Moller was disappointed when she was never approached by New Zealand Athletics to talk to the new breed of runners coming through the ranks. While the golden days of New Zealand athletics might be in the past and current talent like Nick Willis and Adrian Blincoe spend most of the year abroad, Moller is adamant that home-grown Kiwi talent can still beat the world's best.
"It was never a matter of funding, people bandy about all sorts of solutions. We have the talent - it is a matter of creating the right environment again for them to excel and mentors are a big part of that."
Moller has always been a driven, determined individual. When she sprinted on to the international running scene as a barefooted 17-year-old she was sure that she was going to be around for a while. She was right. Her running career lasted another 28 years and included three bronze medals at the Commonwealth Games in middle-distance running and her career highlight - a bronze in the marathon at the 1992 Barcelona Olympics.
Long-distance running was where Moller excelled - she is the only woman to have run four marathons at the Olympics - and remains the oldest female medallist, at 37.
She shrugs off the tag of being something of a legend and it doesn't fit her amicable, down-to-earth persona. "You mellow as you get older and your ego takes a little more of a rest," jokes Moller. "I look back and say 'I was there, I did that'. I feel I took part in a bit of history and helped break several barriers that were stopping women's athletics - it was a great time."

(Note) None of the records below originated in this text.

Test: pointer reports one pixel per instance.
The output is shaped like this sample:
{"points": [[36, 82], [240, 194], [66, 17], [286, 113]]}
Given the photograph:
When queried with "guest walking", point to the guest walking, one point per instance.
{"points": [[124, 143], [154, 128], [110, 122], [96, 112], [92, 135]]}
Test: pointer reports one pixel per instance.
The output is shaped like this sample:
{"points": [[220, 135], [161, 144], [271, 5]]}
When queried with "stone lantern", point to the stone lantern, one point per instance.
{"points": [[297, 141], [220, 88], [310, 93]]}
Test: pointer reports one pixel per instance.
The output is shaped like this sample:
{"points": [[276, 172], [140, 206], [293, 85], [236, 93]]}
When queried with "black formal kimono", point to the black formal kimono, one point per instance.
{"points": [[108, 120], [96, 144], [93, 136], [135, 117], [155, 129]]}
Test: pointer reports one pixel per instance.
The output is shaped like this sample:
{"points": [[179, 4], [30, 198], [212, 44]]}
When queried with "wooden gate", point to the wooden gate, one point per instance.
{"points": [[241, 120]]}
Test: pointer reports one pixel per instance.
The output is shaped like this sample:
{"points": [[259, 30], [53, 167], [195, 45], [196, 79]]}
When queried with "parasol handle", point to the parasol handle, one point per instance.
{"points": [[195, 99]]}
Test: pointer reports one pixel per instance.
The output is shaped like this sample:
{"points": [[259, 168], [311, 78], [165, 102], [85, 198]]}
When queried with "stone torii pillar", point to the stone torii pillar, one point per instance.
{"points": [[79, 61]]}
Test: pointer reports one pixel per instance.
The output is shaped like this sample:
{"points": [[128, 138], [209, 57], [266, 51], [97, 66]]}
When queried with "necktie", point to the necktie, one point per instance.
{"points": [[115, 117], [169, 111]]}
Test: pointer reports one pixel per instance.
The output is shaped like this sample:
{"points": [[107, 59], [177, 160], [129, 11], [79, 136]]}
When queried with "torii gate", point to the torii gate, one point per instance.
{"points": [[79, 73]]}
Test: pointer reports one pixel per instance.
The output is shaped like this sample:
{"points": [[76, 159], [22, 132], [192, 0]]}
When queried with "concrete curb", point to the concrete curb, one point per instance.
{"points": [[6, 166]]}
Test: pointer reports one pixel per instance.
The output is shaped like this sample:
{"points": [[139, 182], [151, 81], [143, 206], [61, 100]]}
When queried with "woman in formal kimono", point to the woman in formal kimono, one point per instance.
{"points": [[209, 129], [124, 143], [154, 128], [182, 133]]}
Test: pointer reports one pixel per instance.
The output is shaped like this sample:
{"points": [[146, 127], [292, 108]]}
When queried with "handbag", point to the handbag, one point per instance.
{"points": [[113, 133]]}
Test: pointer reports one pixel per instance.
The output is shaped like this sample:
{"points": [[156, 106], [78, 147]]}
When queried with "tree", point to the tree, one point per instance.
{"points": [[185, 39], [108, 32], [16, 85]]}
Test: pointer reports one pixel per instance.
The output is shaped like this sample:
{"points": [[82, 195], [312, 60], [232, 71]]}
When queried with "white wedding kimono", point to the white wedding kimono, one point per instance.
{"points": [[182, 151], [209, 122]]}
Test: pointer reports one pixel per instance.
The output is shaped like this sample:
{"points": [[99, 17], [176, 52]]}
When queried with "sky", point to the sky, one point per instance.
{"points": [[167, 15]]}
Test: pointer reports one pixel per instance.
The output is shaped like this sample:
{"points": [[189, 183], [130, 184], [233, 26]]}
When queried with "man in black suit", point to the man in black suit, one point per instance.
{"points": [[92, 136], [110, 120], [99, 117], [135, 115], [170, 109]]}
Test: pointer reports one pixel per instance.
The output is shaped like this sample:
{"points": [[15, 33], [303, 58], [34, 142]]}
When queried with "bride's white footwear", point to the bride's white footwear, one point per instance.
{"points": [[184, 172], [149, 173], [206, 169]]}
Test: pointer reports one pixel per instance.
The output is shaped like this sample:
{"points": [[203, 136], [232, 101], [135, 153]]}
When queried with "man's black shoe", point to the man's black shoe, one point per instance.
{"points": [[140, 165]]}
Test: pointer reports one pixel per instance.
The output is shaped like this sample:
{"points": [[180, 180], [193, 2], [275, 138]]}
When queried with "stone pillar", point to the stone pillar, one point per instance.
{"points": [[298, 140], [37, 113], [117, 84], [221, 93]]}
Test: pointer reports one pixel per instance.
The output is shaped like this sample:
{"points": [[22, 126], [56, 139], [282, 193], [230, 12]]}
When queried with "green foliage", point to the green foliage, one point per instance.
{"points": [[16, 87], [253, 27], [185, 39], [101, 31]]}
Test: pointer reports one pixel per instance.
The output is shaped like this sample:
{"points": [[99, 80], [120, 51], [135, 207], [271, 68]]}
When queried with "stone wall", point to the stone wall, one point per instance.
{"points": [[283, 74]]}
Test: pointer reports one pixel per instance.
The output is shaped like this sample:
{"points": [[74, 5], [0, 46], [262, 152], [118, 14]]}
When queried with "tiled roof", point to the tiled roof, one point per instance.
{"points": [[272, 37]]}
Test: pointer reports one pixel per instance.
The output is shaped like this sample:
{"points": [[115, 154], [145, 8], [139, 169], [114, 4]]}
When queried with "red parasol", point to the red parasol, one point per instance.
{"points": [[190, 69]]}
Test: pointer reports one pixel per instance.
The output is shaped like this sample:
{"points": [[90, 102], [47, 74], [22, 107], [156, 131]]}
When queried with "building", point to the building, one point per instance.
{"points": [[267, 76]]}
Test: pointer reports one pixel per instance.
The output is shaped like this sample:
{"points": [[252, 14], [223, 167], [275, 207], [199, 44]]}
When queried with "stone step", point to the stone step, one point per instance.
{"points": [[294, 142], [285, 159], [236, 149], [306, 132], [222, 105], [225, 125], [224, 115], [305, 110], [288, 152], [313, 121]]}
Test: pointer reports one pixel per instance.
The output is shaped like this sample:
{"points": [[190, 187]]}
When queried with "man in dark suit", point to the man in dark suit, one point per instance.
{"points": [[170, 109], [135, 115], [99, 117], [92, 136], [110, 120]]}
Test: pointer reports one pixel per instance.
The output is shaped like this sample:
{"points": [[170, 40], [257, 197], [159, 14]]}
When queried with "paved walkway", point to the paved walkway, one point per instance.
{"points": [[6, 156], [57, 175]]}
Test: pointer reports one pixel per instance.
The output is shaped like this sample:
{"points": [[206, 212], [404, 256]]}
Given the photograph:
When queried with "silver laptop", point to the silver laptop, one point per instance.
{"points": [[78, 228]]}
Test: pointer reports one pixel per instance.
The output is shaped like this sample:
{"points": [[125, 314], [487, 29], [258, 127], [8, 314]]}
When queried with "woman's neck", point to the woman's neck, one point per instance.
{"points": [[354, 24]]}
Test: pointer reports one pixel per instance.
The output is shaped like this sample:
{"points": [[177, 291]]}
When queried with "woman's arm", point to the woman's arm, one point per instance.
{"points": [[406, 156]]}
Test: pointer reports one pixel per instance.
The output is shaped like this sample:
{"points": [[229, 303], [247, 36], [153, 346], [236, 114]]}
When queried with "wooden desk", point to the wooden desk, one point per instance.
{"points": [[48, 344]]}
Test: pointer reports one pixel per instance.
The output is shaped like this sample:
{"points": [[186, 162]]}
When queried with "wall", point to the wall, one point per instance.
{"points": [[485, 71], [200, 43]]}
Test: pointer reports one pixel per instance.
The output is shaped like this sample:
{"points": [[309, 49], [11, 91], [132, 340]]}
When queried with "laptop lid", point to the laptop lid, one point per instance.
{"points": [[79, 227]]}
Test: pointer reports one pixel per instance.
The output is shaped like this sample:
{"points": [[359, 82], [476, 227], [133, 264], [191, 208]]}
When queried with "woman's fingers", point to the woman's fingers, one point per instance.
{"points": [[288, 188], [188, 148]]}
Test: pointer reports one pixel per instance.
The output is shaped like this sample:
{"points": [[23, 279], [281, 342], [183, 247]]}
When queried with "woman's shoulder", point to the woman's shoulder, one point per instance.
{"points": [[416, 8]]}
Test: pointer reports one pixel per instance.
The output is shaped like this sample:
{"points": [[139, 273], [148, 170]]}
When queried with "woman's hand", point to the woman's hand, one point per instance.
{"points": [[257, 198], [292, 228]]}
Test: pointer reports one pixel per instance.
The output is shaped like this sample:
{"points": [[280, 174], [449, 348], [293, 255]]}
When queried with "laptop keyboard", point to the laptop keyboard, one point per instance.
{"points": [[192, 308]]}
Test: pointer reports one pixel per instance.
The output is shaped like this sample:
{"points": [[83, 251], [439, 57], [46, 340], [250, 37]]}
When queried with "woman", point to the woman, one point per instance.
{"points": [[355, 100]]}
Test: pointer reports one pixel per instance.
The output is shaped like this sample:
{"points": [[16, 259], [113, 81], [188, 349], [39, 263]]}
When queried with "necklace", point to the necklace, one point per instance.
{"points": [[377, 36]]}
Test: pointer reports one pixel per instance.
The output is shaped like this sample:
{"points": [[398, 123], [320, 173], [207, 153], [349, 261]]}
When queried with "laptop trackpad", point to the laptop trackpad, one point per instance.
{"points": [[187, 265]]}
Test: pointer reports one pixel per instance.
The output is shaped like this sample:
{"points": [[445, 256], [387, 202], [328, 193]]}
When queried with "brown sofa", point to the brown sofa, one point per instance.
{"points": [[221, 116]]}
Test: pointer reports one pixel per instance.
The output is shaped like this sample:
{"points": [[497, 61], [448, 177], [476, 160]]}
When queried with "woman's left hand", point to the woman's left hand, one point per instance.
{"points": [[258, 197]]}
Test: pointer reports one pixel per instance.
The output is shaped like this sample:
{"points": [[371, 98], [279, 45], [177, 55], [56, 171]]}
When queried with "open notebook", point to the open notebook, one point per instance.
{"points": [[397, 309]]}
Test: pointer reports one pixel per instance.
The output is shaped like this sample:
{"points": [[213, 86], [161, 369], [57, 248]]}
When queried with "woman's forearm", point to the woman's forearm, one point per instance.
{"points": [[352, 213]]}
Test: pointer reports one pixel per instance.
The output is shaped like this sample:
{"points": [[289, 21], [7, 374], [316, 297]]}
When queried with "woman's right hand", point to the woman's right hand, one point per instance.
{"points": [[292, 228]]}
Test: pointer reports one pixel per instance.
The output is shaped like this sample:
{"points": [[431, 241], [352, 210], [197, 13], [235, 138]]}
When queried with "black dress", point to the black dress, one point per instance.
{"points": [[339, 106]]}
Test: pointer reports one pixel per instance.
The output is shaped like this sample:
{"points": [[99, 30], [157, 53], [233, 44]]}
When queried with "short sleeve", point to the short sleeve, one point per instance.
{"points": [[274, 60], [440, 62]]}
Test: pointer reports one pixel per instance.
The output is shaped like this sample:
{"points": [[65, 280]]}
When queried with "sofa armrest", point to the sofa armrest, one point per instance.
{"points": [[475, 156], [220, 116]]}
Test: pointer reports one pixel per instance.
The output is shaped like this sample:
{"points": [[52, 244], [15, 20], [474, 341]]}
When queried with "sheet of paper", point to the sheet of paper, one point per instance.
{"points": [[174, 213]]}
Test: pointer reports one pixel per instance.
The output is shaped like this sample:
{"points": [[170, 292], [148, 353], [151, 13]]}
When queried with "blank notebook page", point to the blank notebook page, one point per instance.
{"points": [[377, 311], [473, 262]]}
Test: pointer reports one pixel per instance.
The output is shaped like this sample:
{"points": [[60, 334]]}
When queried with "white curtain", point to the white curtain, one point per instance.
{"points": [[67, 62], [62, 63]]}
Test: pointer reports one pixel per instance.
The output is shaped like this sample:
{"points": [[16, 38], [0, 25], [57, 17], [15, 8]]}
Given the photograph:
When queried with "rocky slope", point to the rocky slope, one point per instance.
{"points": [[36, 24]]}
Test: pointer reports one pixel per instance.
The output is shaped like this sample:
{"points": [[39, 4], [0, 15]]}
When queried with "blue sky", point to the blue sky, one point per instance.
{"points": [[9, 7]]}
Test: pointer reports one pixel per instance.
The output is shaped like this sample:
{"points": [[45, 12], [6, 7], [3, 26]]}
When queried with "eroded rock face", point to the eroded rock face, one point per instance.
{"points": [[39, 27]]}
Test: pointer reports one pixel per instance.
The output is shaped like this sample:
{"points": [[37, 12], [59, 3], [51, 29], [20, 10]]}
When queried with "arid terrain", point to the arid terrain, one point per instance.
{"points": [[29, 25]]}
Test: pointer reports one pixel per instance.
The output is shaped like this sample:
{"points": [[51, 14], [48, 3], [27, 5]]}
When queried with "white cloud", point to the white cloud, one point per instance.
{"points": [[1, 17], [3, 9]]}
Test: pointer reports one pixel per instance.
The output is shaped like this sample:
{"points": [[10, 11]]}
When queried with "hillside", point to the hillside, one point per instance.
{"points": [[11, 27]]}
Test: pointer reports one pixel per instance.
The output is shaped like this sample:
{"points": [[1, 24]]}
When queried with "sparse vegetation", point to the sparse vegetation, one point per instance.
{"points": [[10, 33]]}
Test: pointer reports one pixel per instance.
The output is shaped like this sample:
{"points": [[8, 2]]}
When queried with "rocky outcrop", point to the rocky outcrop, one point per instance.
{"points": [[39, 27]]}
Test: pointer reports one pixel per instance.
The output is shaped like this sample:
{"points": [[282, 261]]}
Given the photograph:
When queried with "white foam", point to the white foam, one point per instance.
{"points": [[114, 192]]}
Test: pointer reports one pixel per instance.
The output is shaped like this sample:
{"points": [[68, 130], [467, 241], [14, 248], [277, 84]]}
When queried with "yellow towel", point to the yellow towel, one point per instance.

Moller was the first woman that Lydiard coached and has now spent the past 26 years in the States. She is involved in coaching and inspirational speaking and is also the Vice President of Hearts of Gold, a charitable organisation that raises money through running events in Japan, Cambodia and Mongolia.
Moller is also in the process of collaborating her book, On the Wings of Mercury, named after the Roman God, the "original runner" with winged feet. She still runs herself, three-four times a week around her Colorado home.
The joy of her life now, along with husband Harlan Smith, is her five-year-old daughter Jasmine.
"I thought she'd be the only thing that could fulfil me as much as running - and she has."